Advogada presa diz ter sido tirada da cela para acomodar Bolsonaro
Defesa diz que mudanças de cela causaram abalo psicológico na presa
Presa preventivamente por tráfico no DF, a advogada Jéssica Castro de Carvalho relatou à defesa sucessivas mudanças de cela na Papudinha para acomodar autoridades, o que teria causado abalo psicológico. Detida com drogas, arma e munições, ela aguarda apuração enquanto a defesa aponta falta de assistência médica regular.
O que aconteceu
A defesa da advogada Jéssica Castro de Carvalho, presa preventivamente por tráfico de drogas no Distrito Federal, afirmou que ela vinha reclamando de remanejamentos constantes de cela na Penitenciária da Papudinha. Segundo o advogado Alexandre de Melo Carvalho, as mudanças ocorreriam para acomodar autoridades públicas e antecederam a destinação da cela ao ex-presidente Jair Bolsonaro (PL).
De acordo com o defensor, Jéssica dividia a cela com outra advogada e os deslocamentos frequentes teriam provocado abalo psicológico. Ele relata que, a cada alteração, ela precisava retirar pertences e se adaptar a um novo espaço, o que agravaria o desgaste emocional. Ainda conforme a defesa, em novembro a advogada sofreu uma convulsão dentro da unidade e foi socorrida após o acionamento do SAMU.
A nova cela de Jéssica fica ao lado de onde estão detidos Anderson Torres e Silvinei Vasques. O advogado sustenta que a Papudinha não dispõe de assistência médica regular e avalia que a presença de Bolsonaro pode ampliar o acesso a atendimento para outros presos. Jéssica possui registro ativo na OAB, o que garante sua permanência em sala de Estado-Maior na unidade.
Jéssica Castro de Carvalho, de 30 anos, foi presa na quinta-feira (13) por tráfico de drogas. Nas redes sociais, onde era conhecida como “advogata”, ela exibiu rotina de treinos intensos, participação em eventos religiosos e manuseio de armamento pesado. A prisão ocorreu após ser flagrada transportando entorpecentes, uma pistola e munições.
A detenção foi realizada por policiais militares do 20º BPM e do Patamo, no Paranoá (DF). Jéssica foi conduzida à 6ª Delegacia de Polícia, que investiga o caso. Segundo a polícia, os materiais ilícitos estavam no próprio veículo da suspeita, incluindo arma de fogo de uso restrito e diversas munições.

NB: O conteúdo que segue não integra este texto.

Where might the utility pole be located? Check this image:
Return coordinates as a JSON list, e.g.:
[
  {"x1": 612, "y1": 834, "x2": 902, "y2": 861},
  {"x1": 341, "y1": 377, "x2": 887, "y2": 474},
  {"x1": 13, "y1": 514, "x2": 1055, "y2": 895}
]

O caso ganhou repercussão também por publicações anteriores da advogada. Em uma postagem no Instagram, ela afirmou que “a prisão não afeta apenas quem está atrás das grades; atinge todos ao redor” e que “a cadeia é um fardo compartilhado”. A reflexão, que parecia abordar a realidade de clientes e familiares no sistema penal, contrastou com o flagrante que resultou em sua prisão.
Nas redes, Jéssica se apresentava como advogada com sete especializações, incluindo atuação na Lei de Drogas e no Tribunal do Júri, além de conteúdos sobre neurociência. Ela compartilhava momentos da rotina profissional, visitas à Polícia Civil, batizados na igreja, atividades esportivas como campeonatos de fisiculturismo e imagens portando armas de grosso calibre.
A Polícia Militar apreendeu no veículo da suspeita 26 munições calibre 9 mm, cinco munições calibre .380, uma pistola Glock G19 calibre 9 mm com carregador de capacidade estendida, porções e tabletes aparentando entorpecentes, um saco com comprimidos roxos semelhantes a ecstasy, um passaporte brasileiro e um caderno de anotações. As investigações prosseguem para apurar a origem do material e possíveis conexões com organizações criminosas.